The Colts were competitive, but they still have a long way to go in terms of closing the deal, especially if some of the injured players are out for any extended time.
In many respects, the Colts played a good ball game.
Curtis Painter, who made his debut as a NFL starting quarterbakc, wasn’t spectacular (he gave up what has become nearly a routine sack-fumble in the first quarter), but he made enough plays to keep Indy in the game (and himself in the starting spot).
Pierre Garcon sure helped Painter’s cause. The receiver broke away on two receptions — the first a record 87-yard score and the second a valiant team blocking effort downfield in the third — to score touchdowns. Garcon finished with 146 yards on those two receptions.
However, the Buccaneers (3-1) showed exactly why they are going to be a force to be reckoned with for a good while: their toughness.
In many ways this Tampa Bay team reminds me of the Pittsburgh Steelers.
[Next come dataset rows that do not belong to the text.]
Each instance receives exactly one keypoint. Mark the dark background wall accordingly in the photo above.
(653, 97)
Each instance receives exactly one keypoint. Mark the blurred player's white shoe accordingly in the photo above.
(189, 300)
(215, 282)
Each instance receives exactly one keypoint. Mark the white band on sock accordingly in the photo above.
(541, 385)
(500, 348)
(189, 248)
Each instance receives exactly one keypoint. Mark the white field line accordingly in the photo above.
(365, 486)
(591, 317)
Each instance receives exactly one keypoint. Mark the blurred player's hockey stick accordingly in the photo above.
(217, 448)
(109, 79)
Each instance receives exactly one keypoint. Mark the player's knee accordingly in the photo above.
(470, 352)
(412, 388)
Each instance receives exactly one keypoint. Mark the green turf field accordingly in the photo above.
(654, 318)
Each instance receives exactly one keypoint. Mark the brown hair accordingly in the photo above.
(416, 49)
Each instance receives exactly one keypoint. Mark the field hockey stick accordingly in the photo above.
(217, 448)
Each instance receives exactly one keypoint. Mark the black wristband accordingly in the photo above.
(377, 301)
Quarterback Josh Freeman extended so many plays either on third down or in long-yardage situations, negating favorable position for the Colts defense and the seemingly countless penalties distributed by referee Ron Winter and his crew. Freeman finished 25-0f-39 for 287 yards and a touchdown.
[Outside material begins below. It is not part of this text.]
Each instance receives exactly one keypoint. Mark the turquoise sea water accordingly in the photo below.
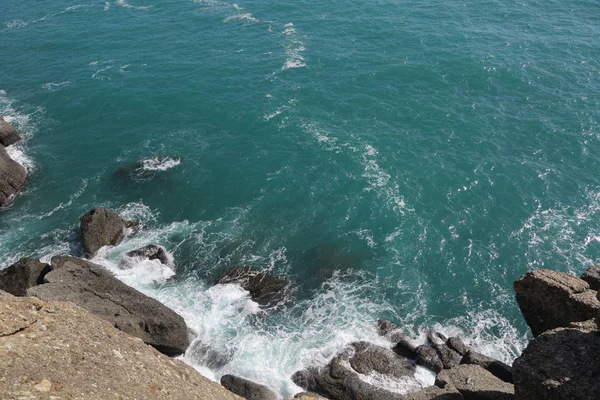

Freeman and running back LeGarrette Blount, who finished with 127 yards rushing and the game-clinching touchdown late in the fourth quarter, not only rallied their team back but sealed it for them late. After the Colts failed to match Blount’s score and punted with three minutes to go, the Bucs’ two offensive stalwarts gassed the Indy stop unit on the ground. Such was evident on the penultimate rush in which Blount was caught after about five yards but couldn’t be brought down until he came inches short of the dagger first down.
Freeman would sneak for that first and seal the win.
If that hurt the Colts in the short term, all the injuries the team suffered during this game could be the long-term ache.
The worst of those injuries came just before halftime when defensive tackle Eric Foster’s foot got trapped underneath the body of teammate Tyler Brayton, dislocating Foster’s ankle. He was on the ground for a good while in pain, and the moment brought out the most genuine of emotions of players on either team. He was finally carted off, remarkably trying to pump up the Colts after they had watched him go down. Foster was hospitalized overnight.
The Colts also lost rookie defensive tackle Drake Nevis to a back injury, severely depleting the team along the defensive line down the stretch. If that weren’t enough, Indy lost each of its top two left tackle options. Starter Anthony Castonzo, the team’s first-round pikc this year, left early with an ankle injury and was replaced with fellow rookie Ben Ijalana. Late in the game, though, Ijalana himself sustained what appeared to be a knee injury and did not return. That prompted the Colts to shift right tackle Jeff Linkenbach over to the left side and insert Mike Tepper, who just recently was a practice-squad player, at right tackle.
So what does an 0-4 start for the first time in more than a decade and a slew of injuries with uncertain timetables add up to for the Colts?